When Sarah Stolfa created the business plan for the Philadelphia Photo Arts Center, she thought it would be a commercial enterprise. But she soon realized that the community needed something more.
“For profit galleries represent artists, they have exhibitions and they sell work,” Stolfa said. “Institutions like museums, like this photo center are for the public.”
PPAC is located in the Crane Arts Building, a historic art space nestled on the corner of North American Street and Master Street in North Philadelphia. The non-profit opened in 2009 with a mission to promote the “study, practice and appreciation of photography.” Stolfa is the organization’s executive director.
“It was really important when we started this that we offer something to the community that we live in,” Stolfa said. “All arts are extremely important and photography is an art.”
PPAC offers free artist lectures, free training programs for students, low cost education and access to cameras, software and printers. The Kensington Capa Teen Program is one of the free student programs that PPAC offers.
Each week, Stolfa teaches eight students from Kensington Creative and Performing Arts School the basics of photography, including photo composition and processing using software such as Photoshop and Bridge. The free class meets from January through May for an hour-and-a-half.

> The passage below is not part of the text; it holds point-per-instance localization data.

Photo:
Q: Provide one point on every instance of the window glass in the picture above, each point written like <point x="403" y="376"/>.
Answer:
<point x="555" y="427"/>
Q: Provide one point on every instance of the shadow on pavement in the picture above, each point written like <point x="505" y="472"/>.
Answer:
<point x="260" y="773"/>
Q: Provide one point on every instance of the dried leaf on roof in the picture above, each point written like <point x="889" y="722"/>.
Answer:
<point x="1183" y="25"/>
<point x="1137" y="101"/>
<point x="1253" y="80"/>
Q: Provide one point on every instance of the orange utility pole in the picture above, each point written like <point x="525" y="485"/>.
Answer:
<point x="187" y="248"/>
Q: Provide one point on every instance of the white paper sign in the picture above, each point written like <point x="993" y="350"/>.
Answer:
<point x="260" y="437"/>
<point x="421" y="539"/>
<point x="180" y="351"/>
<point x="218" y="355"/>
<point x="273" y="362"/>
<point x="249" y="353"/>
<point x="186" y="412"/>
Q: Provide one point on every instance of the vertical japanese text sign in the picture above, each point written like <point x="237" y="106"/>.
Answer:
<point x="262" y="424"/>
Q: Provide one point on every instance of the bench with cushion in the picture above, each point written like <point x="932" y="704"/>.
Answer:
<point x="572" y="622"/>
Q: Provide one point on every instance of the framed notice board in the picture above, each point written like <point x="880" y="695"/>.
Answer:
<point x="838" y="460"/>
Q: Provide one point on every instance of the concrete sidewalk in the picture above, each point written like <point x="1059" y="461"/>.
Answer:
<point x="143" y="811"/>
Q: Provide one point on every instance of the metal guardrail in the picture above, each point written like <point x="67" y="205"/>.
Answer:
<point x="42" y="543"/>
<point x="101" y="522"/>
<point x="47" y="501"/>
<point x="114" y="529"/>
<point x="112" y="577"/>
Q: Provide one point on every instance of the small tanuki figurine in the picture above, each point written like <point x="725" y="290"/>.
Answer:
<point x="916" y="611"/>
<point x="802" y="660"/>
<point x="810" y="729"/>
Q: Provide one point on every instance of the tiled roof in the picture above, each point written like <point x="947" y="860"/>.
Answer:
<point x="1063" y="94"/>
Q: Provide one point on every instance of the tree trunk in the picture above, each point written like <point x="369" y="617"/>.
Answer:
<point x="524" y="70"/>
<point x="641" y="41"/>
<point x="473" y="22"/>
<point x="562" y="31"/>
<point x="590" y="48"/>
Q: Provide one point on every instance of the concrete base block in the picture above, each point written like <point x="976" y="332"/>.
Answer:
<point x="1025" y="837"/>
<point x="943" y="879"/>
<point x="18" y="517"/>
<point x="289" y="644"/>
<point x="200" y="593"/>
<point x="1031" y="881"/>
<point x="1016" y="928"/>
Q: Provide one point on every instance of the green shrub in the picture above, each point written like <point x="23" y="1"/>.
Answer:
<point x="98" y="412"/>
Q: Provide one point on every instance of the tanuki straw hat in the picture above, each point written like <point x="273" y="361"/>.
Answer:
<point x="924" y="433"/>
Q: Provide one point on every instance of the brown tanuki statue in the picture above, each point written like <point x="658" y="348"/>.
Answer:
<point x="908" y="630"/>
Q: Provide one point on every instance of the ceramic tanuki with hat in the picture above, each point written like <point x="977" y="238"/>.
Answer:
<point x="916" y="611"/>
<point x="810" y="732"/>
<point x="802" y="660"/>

“They have a photo class,” said Stolfa. “But they have limited resources– maybe four cameras to share between 30 to 36 students.”
Each student is allowed to use a PPAC camera to take pictures of their world. One student took pictures of dandelions. Another took more than 100 portraits of students at her school.
“At the end we have a potluck style exhibition,” said Stolfa as she walked around showing off the students’ work. “It’s our highest selling exhibition.”
PPAC sells the photographs for $25 each and splits the monies earned on the student photos with the student. Seventy percent goes to the student artists. Thirty percent goes to the gallery to help offset the cost of the program.
“One student sold four or five pieces,” Stolfa said. “But that part is not important, we don’t even talk about it until the end.”
PPAC financed the five-month program and plans to expand the program to eight months for next year so that the students have more time to learn.
“I think it is really important to know that art is for everybody,” Stolfa said. “You do not have a Ph.D. in art history to relate to art. We are all built with the tools to that enable us to talk about art and to feel art.”